# Anton Eberl - Op. 40 - Piano Concerto in E-flat major (1804)



## HansZimmer (11 mo ago)

*Anton Franz Josef Eberl* (13 June 1765 – 11 March 1807) was an Austrian composer, teacher and pianist of the Classical period. He was a student of Salieri and Mozart. He was also seen as an early friend and rival of Beethoven.

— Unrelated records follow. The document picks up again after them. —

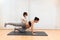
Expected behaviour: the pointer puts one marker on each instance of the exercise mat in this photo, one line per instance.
(28, 33)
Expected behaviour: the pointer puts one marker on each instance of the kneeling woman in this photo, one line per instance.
(26, 25)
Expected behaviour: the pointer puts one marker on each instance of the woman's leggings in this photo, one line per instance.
(18, 24)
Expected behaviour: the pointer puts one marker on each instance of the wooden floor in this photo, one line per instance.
(52, 35)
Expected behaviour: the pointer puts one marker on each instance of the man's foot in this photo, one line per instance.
(5, 25)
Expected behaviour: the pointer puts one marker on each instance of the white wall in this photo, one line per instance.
(13, 10)
(46, 10)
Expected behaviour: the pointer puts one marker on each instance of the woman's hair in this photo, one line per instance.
(25, 13)
(36, 18)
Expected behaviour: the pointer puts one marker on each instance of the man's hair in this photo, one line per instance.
(36, 18)
(25, 13)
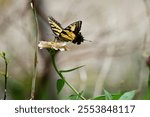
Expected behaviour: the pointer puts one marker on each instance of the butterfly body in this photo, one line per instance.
(70, 33)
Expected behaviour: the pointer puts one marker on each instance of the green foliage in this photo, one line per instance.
(60, 85)
(75, 96)
(69, 70)
(120, 96)
(128, 95)
(108, 95)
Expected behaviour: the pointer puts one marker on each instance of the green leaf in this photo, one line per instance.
(128, 95)
(60, 85)
(108, 95)
(101, 97)
(75, 96)
(116, 96)
(69, 70)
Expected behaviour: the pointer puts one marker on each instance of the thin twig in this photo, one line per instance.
(36, 51)
(5, 74)
(62, 77)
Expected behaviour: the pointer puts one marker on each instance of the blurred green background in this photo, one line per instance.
(118, 29)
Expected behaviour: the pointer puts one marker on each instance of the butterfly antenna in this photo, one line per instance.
(87, 40)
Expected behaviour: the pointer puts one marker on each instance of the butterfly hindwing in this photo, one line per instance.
(70, 33)
(55, 26)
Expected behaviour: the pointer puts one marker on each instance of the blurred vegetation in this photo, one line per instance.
(114, 66)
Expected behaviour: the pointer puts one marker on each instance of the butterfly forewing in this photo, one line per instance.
(70, 33)
(74, 27)
(55, 26)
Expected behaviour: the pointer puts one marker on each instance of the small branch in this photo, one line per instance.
(62, 77)
(36, 51)
(3, 55)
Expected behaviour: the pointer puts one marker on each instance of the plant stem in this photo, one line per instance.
(6, 76)
(36, 51)
(62, 77)
(149, 83)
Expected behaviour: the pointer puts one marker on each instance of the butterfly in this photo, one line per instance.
(70, 33)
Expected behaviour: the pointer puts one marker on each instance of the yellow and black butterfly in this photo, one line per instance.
(70, 33)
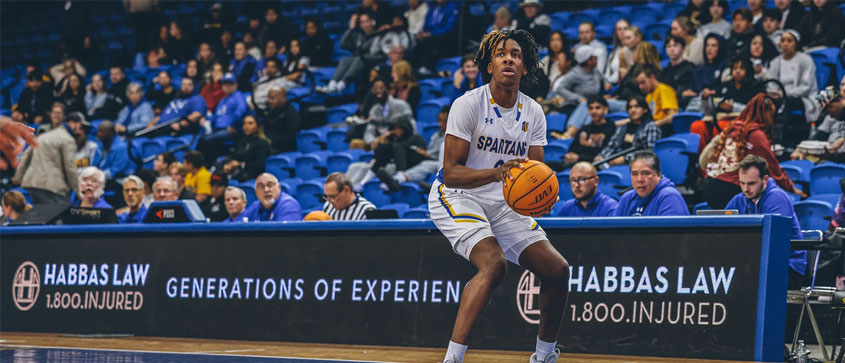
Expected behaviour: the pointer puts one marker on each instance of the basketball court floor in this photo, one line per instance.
(26, 348)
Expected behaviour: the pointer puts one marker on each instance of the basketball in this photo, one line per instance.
(533, 190)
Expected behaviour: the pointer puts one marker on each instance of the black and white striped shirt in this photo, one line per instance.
(353, 212)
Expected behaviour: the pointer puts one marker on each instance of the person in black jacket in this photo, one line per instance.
(247, 162)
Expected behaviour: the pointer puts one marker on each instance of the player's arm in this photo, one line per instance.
(457, 175)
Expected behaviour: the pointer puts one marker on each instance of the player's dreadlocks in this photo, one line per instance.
(530, 59)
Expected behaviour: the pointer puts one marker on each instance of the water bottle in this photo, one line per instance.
(802, 354)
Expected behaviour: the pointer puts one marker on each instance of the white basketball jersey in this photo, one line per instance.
(495, 134)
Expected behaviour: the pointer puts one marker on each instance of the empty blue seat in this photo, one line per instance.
(825, 179)
(811, 214)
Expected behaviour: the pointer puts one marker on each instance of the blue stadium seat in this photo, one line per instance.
(556, 122)
(608, 181)
(427, 110)
(416, 213)
(825, 179)
(309, 167)
(811, 214)
(308, 194)
(372, 191)
(310, 140)
(338, 162)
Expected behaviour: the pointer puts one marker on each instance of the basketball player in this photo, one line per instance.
(491, 129)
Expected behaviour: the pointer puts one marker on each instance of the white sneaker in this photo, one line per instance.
(551, 358)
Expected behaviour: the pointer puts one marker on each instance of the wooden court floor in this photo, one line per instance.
(295, 350)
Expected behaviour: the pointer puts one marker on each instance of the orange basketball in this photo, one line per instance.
(533, 190)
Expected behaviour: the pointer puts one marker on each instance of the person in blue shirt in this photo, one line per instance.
(273, 204)
(438, 33)
(137, 113)
(653, 193)
(114, 161)
(92, 184)
(133, 195)
(589, 201)
(226, 120)
(185, 111)
(761, 195)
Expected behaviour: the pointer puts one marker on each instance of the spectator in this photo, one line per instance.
(761, 51)
(48, 172)
(684, 28)
(360, 39)
(611, 71)
(405, 85)
(796, 71)
(771, 25)
(653, 194)
(161, 164)
(253, 148)
(74, 95)
(660, 97)
(243, 67)
(198, 179)
(34, 101)
(638, 132)
(317, 45)
(165, 189)
(178, 173)
(273, 204)
(581, 82)
(735, 93)
(137, 113)
(592, 137)
(235, 199)
(761, 195)
(587, 36)
(281, 121)
(438, 34)
(589, 201)
(416, 14)
(161, 92)
(275, 28)
(748, 134)
(742, 32)
(823, 26)
(184, 111)
(386, 111)
(791, 13)
(114, 161)
(212, 92)
(467, 77)
(717, 25)
(678, 73)
(342, 203)
(214, 207)
(502, 20)
(13, 205)
(533, 20)
(133, 195)
(92, 182)
(433, 157)
(272, 78)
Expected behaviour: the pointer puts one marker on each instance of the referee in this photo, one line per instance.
(343, 204)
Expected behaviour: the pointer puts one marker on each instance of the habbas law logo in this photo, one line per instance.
(25, 286)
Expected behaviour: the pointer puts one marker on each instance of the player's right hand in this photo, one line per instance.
(504, 169)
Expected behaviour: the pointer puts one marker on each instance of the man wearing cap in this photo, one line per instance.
(214, 207)
(532, 19)
(48, 172)
(576, 85)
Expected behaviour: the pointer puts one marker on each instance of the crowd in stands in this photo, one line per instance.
(229, 94)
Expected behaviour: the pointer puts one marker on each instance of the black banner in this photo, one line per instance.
(673, 292)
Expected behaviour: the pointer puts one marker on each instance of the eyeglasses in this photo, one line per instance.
(581, 180)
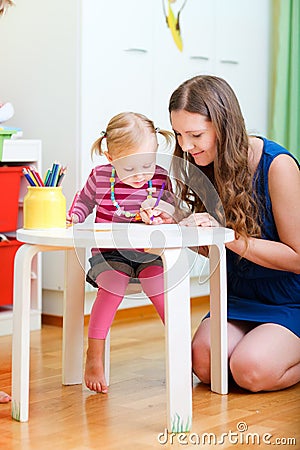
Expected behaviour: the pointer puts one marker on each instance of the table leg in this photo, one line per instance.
(21, 331)
(178, 340)
(73, 316)
(218, 311)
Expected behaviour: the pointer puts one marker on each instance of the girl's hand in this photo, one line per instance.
(162, 213)
(72, 219)
(199, 220)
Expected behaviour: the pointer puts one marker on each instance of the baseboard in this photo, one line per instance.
(144, 312)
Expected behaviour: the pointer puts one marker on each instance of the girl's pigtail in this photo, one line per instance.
(97, 145)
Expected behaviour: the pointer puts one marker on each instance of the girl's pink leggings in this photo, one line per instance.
(112, 286)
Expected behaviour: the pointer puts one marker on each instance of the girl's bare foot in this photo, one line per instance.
(94, 370)
(4, 398)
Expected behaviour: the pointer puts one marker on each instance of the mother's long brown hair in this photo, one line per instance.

How do you rate this piece?


----------



## haziz (Sep 15, 2017)

I have to plead complete ignorance.

Adds another work to my massive "should listen to this someday" stack.


----------



## DaveM (Jun 29, 2015)

Strikes me as a bad Mozart copy. Still very much of the Classical era and IMO the use of the fortepiano makes it sound even worse (particularly in the Adagio) even though that would have been the piano sound of the period.


----------



## Bulldog (Nov 21, 2013)

I didn't find the work memorable at all - just typical classical era music. Not so good, not so bad.


----------



## Kreisler jr (Apr 21, 2021)

The sound is unbalanced because the piano sounds so puny but they let the brass rip for some superficial excitement. It seems a solid piece, although hardly an overlooked hidden gem... I would not call it a bad Mozart copy. It's a decent, if somewhat coarse continuation of the Mozartean concerto style beefed up with lots of virtuoso scales and a bit more brass than the typical Mozart but lacks the inventiveness or melodic of Mozart or Beethoven. This apparently was written between Beethoven's 3rd and 4th concerto and it's interesting how other composers also wrote a bit like coarse versions of Mozart (as might be said to some extent about Beethoven's considerably earlier first two concerti that were composed in the mid-1790s although revised and published a few years later).


----------



## Rogerx (Apr 27, 2018)

I loved it, very pleasant music, Mozartian I would say, going to spin this one later .


----------



## khoff999 (Oct 31, 2018)

Pleasant, unsurprising, forgettable.


----------